Citing a shortage of funds, the Department of Labor abruptly closed the door to new enrollees in January and could keep them shut out until summer. There's only enough money to pay for students currently enrolled in the federally funded education and job training program for low-income 16-to-24-year-olds.
The enrollment freeze won't last longer than June 30, according to labor officials, and centers can continue to accept homeless and runaway teens or those placed with Job Centers for foster care. They'll also continue to help current students complete their programs.
Without the freeze, the $1.1 billion program is on target to overspend its budget by $61.5 million, and U.S. Sen Bob Casey, D-Pa., wants to know why.
That's why he's called department officials to testify today before the Health, Education, Pensions and Labor Subcommittee on Employment and Workplace Safety, which he chairs.
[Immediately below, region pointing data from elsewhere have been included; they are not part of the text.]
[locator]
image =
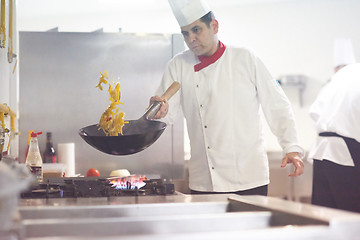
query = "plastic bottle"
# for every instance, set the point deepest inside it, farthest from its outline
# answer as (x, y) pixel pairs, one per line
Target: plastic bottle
(29, 137)
(33, 158)
(49, 153)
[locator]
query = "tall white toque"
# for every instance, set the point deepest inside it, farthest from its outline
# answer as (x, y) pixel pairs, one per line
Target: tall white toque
(343, 52)
(188, 11)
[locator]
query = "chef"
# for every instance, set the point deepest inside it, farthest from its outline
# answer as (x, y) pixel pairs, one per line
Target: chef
(222, 89)
(336, 151)
(343, 53)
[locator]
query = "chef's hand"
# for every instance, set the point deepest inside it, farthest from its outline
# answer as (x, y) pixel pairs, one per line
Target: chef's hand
(295, 159)
(163, 109)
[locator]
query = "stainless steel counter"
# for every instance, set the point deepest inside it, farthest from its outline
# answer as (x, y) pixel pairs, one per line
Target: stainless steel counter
(182, 216)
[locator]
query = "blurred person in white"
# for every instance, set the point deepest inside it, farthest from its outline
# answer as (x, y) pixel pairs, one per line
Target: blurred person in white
(336, 151)
(222, 90)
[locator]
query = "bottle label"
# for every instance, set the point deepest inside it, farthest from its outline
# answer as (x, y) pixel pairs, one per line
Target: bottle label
(37, 171)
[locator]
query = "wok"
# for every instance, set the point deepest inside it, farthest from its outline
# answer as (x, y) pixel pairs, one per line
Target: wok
(137, 134)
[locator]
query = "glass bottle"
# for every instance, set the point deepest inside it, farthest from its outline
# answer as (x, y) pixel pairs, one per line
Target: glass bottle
(33, 158)
(49, 153)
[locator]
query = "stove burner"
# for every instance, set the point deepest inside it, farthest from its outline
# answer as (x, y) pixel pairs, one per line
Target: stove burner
(95, 187)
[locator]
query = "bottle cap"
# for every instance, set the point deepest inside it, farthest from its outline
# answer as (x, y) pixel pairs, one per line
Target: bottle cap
(34, 134)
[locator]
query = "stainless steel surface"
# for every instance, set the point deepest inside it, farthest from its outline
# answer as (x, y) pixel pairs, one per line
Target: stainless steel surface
(61, 70)
(182, 216)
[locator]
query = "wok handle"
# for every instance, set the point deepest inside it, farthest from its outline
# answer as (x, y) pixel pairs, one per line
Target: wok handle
(171, 90)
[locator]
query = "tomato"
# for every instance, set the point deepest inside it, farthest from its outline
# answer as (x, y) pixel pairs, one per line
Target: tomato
(93, 172)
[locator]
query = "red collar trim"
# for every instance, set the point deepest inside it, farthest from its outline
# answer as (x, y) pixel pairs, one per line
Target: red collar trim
(206, 61)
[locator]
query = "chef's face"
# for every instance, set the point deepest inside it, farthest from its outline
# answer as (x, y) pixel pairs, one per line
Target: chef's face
(200, 38)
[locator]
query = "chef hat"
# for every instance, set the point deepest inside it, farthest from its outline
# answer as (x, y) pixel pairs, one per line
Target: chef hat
(188, 11)
(343, 52)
"If steps could have been taken to avoid this result, we should take them," he said in a conference call last week with reporters. "What I'm going to be asking the Department of Labor is: How did this shortfall occur? Who's responsible?"
Assistant Labor Secretary Jane Oates took explained the problem in a four-page letter she sent to former subcommittee Chairwoman Patty Murray, R-Wash., and 15 other senators, including Mr. Casey.
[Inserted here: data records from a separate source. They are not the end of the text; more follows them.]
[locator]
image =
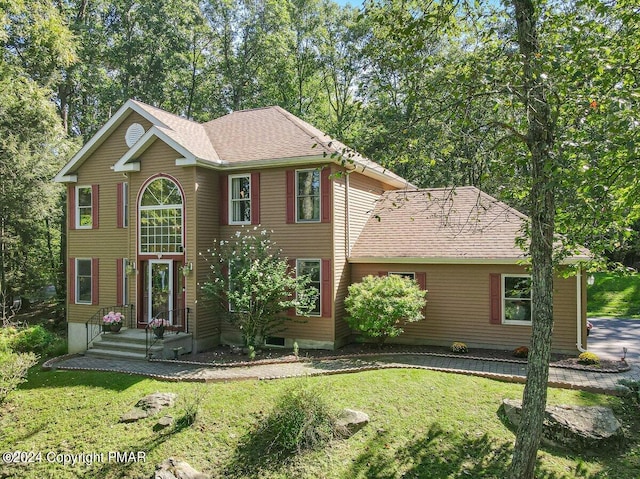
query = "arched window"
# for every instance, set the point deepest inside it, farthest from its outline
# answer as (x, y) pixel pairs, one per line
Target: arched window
(161, 218)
In the letter, Ms. Oates attributed the shortfall to growth in expenditures and "serious weaknesses ... in financial management processes that led to a failure to identify and adjust for rising costs in a timely manner."
Cost-saving measures implemented by Job Corps management and the federal Employment and Training Administration "were not aggressive enough to allow the program to stay within budget," she wrote.
"In retrospect, it is clear that we did not act as quickly or as decisively as circumstances required," she wrote.
The shortfall is not related to $85 billion in automatic federal cuts known as the sequester.
Ms. Oates wrote that the department has been trying to make up for the shortfall by transferring funds from other programs, sporadically suspending enrollment for a month at a time, requiring Job Corps centers to submit financial reports every three days, ending a contract for outside accounting services, working with contractors to identify cost-saving measures, reducing student stipends, reducing national advertising and increasing student-to-teacher ratios.
Those changes didn't save enough money to stave off an enrollment freeze, Ms. Oates wrote to the senators.
She is expected to provide a more detailed explanation this afternoon when she testifies along with Antoine Dixon, national director of Job Corps, and Elliot Lewis, assistant inspector general.
Job Corps is a government funded program that provides career technical training and high-school equivalency education for young people who have encountered barriers to entering the workforce. It serves about 100,000 low-income people a year in 125 centers across the country, including four in Pennsylvania. The centers offer counseling, job training, housing, child care, transportation and academic programs. In Pittsburgh, many students are working toward associate degrees through Job Corps partnership programs with area community colleges.
"We are providing cutting-edge training to young people who are disproportionately represented in the jobs [they are training for]. If you like to see businesses getting young qualified people, you should be supporting Job Corps," said Andrew Carpenter, executive vice president of Career Systems Development Corp., a for-profit company that manages nine Job Corps centers nationwide, including Pittsburgh's.
Private contractors operate 97 of the nation's Job Corps centers, while the U.S. Department of Agriculture operates 28.
Mr. Carpenter said his company is contracted to provide services to 850 students at a time in Pittsburgh, but enrollment already is down to 655 after the freeze abruptly took effect Jan. 28. Enrollment is expected to drop to 350 by June, according to projections released by Mr. Casey's office. That will translate in a reduction of staff, too, but the impact is unclear.
The Department of Labor has asked the Pittsburgh center to cut about $500,000 or about 3 percent of its budget, Mr. Carpenter said.
The 124 other centers across the country have been asked to make similar cuts.